Je fais suivre ce lien posté par Pradoc, reproduisant le texte d’une conversation entre Werner Schroeter et Michel Foucault, remontant à 1981. S’il est tout d’abord et principalement question de ce qui, selon le cinéaste et le philosophe, dissocie la passion de l’amour, ils évoquent avec désinvolture quelques sujets contigus, homosexualité, Bergman, Wagner et la mise en scène, s’en prennent aussi, bien avant certain philosophe médiatique, à la dérive totalisante des théories freudiennes :

« On est perdu dans sa vie, dans ce qu’on écrit, dans un film que l’on fait lorsque, précisément, on veut s’interroger sur la nature de l’identité de quelque chose. Alors là, c’est « loupé », car on entre dans les classifications. Le problème, c’est de créer justement quelque chose qui se passe entre les idées et auquel il faut faire en sorte qu’il soit impossible de donner un nom et c’est donc, à chaque instant, d’essayer de lui donner une coloration, une forme et une intensité qui ne dit jamais ce qu’elle est. C’est ça l’art de vivre ! L’art de vivre, c’est de tuer la psychologie, de créer avec soi–même et avec les autres des individualités, des êtres, des relations, des qualités qui soient innomées. » (Foucault)

Et Werner Schroeter d’ajouter :

« C’est le système de la terreur psychologique. Le cinéma n’est composé que de drames psychologiques, que de films de terreur psychologique…»

Il est également question de Jean Eustache et de l’état de grâce nécessaire à l’accomplissement de son suicide.

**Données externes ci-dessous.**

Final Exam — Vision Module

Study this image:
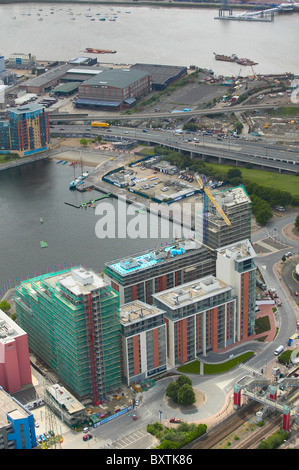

Conversation entre Michel Foucault et Werner Schroeter

(comme à la limite de la mer un visage de sable : citation des Mots et des Choses de Foucault reprise dans l’entretien.)

Hors des sentiers battus

Les lignes qui vont suivre ont toutes les chances d’être mal comprises. Ce qui relève du merveilleux (une déclinaison originale de la belle et la bête) sera tenu pour subversif – subversif d’autant moins séduisant qu’inscrit en milieu rural, avec son visage  trivial et trop familier, il risquera de rebuter. Pour réajuster, on évoquera le côté « cinéma d’aventure ». Après tout, le film s’intitule Le roi de l’évasion. Mais il faudra admettre que le fugitif est loin de ressembler à James Bond, qu’il pèse plus de cent kilos et n’est, la plupart du temps, vêtu que d’un slip… Et ainsi de  suite jusqu’au bout :  de quelque façon que l’on présente le dernier film de Guiraudie, il passera pour être le méchant contraire de choses très naïves et très jolies : l’amour entre une jeune fille de seize ans et un homme de quarante, qui fait trois fois son âge en kilos et est, de surcroît, résolument homosexuel.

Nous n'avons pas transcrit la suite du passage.